The utilities' PR apparatus is gearing up to make the case for a $10 billion ratepayer bailout by scapegoating the PUC for the deregulation disaster. There is word that the Assembly will convene "oversight" hearings to focus on the PUC's role. What about an oversight hearing on the role of the utilities in deregulation? Or one on whether the electricity blackouts were legitimate? How about a hearing on the conflicts of interest that are raised when Wall Street firms whose clients are energy and utility companies are advising the Assembly on whether the utilities need a bailout? Featured in the utilities' campaign is a 17 page report on PUC President Loretta Lynch published by a Sacto lobbying firm, entitled "The Corruption of Power." It assails Lynch for offending the utility companies and Wall Street. The report's author, Sal Russo, told FTCR that no one paid him to do the report.
Lawsuit excuse for bailout. Speaking of scapegoats, we are concerned that the Governor will use the threat of the lawsuits filed by PG&E and Edison in federal court to justify a bailout of the utility companies. The lawsuits contend that the AB 1890 rate freeze is void under federal law. Having collected $20 billion from ratepayers under the freeze they wrote into law, the utilities want to eliminate the freeze now that they are experiencing losses instead of gains. Their legal argument is ridiculous. In any case, a final appellate decision on this matter is years away. But the Governor is said to be ready to "settle" the lawsuits in exchange for something less then the full $12 billion the utilities falsely claim they are out of pocket. (The true figure is less than half that amount).

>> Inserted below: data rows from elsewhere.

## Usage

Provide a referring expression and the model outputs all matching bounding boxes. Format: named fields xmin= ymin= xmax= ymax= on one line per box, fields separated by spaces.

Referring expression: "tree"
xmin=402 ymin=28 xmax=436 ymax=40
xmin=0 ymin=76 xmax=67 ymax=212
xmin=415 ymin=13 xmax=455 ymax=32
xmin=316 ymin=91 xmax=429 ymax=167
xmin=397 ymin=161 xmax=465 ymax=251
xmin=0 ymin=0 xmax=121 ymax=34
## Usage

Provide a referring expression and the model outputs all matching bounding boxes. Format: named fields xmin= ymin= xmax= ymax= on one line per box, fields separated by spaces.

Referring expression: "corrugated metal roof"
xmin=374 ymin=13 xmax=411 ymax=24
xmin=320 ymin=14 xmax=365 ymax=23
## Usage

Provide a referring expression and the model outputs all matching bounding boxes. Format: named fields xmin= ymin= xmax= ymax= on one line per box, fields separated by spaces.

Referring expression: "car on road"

Transmission system in exchange for a bailout? Our position is this: the utilities neither require, nor do they deserve, a bailout by ratepayers. Last week's audits confirm our view that they can bail themselves out. Suggestions that a bailout be dressed up with some kind of modest property exchange aren't going to fool the voters. Sen. Pres. Burton has proposed a swap of the transmission system, which would give California an opportunity to counter-gouge the thieves -- the energy companies now selling us power at extortionary prices. (They can't do much with their electrons without a transmission system). To be sure, the state could, if it wanted to, extract a great deal from the "broke" utilities -- beggars can't be choosers. Wall Street won't invest in the utilities, but if it did now, it would demand a very high interest rate. So the state could offer 50% of the $3.8 billion estimated book value and get a major piece of a "public power" system at a good price. But we think any bailout is unwise and unnecessary. It will be interesting to hear what the utilities say.